# Moving from UK



## Teasphere (Nov 29, 2017)

Hi there,

I am assiduously applying for teaching jobs at International Schools in Bangkok...hopeful for results, as I have 2 Skype interviews soon. I am a qualified teacher with years of experience teaching in UK ( I am Romanian) and I am planning to move to Bangkok with my husband. He does not have a degree, has worked his entire life as a multi-trade builder, has an ONC in Plant Engineering and is currently undertaking a TEFL online course.

What type of jobs would be available for him there? Please help!

Thank you,
TeaSphere


----------



## Thai Bigfoot (Aug 29, 2009)

Remember, it's illegal for a foreigner to work in any job a Thai can do. That's why teaching English is available.


----------



## Teasphere (Nov 29, 2017)

Thank you for your response, BigFoot. And no, we want to steer clear from anything illegal , hence my cry for help.


----------



## brucery728 (Jan 26, 2018)

He may be able to teach if he completed the TEFL online course. There's plenty of teaching opportunities in Thailand.


----------



## Thai Bigfoot (Aug 29, 2009)

*Teaching in Thailand*



brucery728 said:


> He may be able to teach if he completed the TEFL online course. There's plenty of teaching opportunities in Thailand.


Yes, he'd have to complete a TEFL course. As do hundreds, if not thousands, of others. And, that's the problem.
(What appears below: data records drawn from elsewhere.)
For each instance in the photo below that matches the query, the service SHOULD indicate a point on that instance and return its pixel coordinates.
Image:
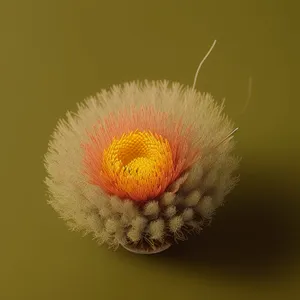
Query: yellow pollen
(139, 164)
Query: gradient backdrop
(55, 53)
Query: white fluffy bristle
(170, 211)
(156, 229)
(151, 209)
(192, 199)
(188, 214)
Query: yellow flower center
(139, 164)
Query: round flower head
(142, 164)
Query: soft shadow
(252, 235)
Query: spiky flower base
(184, 207)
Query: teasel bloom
(142, 165)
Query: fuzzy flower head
(137, 153)
(142, 164)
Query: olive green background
(56, 53)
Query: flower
(141, 164)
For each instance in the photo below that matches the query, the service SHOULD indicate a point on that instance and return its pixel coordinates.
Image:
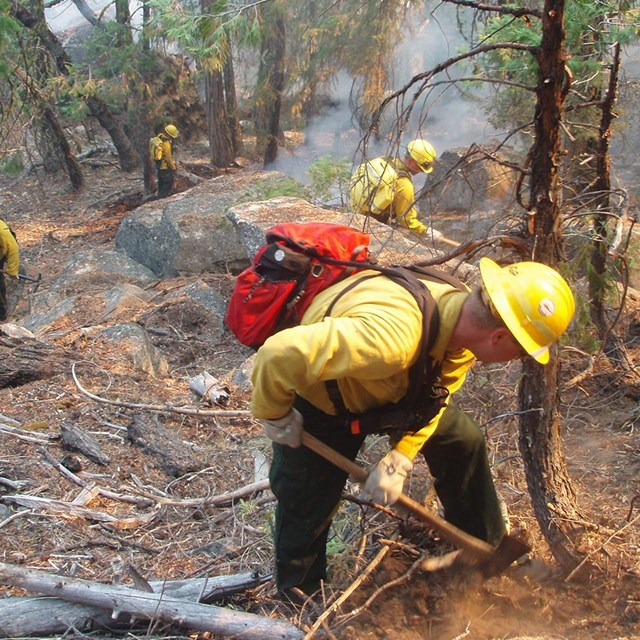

Any good, private school has many qualified, experienced teachers vying for them. A new TEFL grad hasn't got a chance. And, that leaves many others for the less desirable openings. It's very difficult to land a job in any of the tourist areas - Bangkok, Chang Mai, Puttaya, Phuket, because of the competition.

The Thai schools that teach TEFL are pretty poor. They mass produce TEFL grads, who have no teaching experience, for the TEFL fees.

It's fine to think you can teach here, but, you'd better have a solid backup plan.


----------



## MikeBangkok (Feb 7, 2018)

There is lots of jobs for teachers in Thailand ;-)


----------



## Thai Bigfoot (Aug 29, 2009)

MikeBangkok said:


> There is lots of jobs for teachers in Thailand ;-)


Yes, lots of jobs. But, a huge number of people who want them. That's why it's so difficult to find one that's available.


----------